Part of what reporter Jill Schramm recently wrote about the issue went like this:

“Significant staff turnover among police officers and firefighters has reduced department experience and raised public safety costs, City Manager Tom Barry told the Minot City Council Monday.

“Overall, employee turnover in the City of Minot spiked toward the end of 2017 to boost the annual turnover rate to 14.87 percent for the year. That compares to 13.5 percent in 2016 and a projected 2017 rate of 10.4 percent. There were 63 departures on the staff of 424 full-time employees, of which eight were retirements.

“Barry highlighted the 14 percent turnover in the police department over the past seven years and the 10 percent turnover in the fire department during that time.”

That is indeed alarming news, both in terms of economics and public safety.

It should be noted that the city is working earnestly on the problem and will continue to do so.

But what will they do; what can they do?

Throw money at the problem? Some Minot residents and presumably city employees would give that thought a big yes.

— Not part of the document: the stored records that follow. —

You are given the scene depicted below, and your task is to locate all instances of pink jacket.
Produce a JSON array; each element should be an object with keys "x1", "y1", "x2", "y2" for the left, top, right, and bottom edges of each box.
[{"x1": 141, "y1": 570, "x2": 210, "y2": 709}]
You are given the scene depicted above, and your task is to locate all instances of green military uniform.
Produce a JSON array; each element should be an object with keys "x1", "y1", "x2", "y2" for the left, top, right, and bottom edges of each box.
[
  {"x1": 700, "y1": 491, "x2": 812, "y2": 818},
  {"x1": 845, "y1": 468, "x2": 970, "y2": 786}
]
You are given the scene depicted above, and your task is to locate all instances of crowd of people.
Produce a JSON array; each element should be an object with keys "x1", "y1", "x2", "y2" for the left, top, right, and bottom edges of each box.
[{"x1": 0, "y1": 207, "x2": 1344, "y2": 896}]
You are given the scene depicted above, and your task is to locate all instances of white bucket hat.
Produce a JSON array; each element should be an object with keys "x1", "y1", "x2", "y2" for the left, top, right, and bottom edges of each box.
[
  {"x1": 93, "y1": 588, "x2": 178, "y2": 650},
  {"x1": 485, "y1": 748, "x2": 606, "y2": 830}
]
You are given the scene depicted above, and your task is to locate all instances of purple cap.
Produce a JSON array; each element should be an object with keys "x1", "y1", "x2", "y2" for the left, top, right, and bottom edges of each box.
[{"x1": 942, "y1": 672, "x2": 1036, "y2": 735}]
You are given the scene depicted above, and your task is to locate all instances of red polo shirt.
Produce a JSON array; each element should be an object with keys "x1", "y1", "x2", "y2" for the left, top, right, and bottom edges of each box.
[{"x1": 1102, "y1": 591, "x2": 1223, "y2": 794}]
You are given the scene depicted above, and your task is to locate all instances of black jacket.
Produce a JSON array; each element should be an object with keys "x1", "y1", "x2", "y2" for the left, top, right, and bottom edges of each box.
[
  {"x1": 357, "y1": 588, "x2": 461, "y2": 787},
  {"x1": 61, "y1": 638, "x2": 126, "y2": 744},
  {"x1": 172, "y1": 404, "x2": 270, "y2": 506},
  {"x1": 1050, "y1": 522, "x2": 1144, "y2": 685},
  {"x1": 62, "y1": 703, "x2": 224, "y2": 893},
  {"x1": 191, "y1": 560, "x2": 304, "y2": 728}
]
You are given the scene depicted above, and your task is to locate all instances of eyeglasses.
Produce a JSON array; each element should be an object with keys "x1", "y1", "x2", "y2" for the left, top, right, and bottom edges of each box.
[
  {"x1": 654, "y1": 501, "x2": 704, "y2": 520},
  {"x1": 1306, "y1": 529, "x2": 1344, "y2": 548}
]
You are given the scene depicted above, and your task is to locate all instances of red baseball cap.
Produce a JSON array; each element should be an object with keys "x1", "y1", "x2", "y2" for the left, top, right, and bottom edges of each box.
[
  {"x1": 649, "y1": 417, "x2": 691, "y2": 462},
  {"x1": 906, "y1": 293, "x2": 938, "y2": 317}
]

But that would ignore the fact that many people today aren’t seeking a forever job. They work hard and gain experience and then deliberately move on within a few years. If the city tries to entice those employees to stick around simply by offering them more money we’ll end up paying all workers inflated wages and probably still struggle with departures.

Salaries alone can’t be the entire fix. We’re confident the city will probe deeply into what other factors cause good employees to leave so soon.

So what is the supposed good news in the turnover situation? Only that Minot continues to do a good job at attracting qualified workers and getting them to sign on, which is evident by the very capable police and firefighters currently serving the community. For some reason – or reasons – they chose Minot. Now if we could just get them to set down roots.

It’s going to take some frank and open discussions between employer and employee to learn what it will take to keep these young professionals in Minot. The city council seems to be on it; let’s look for ways to help.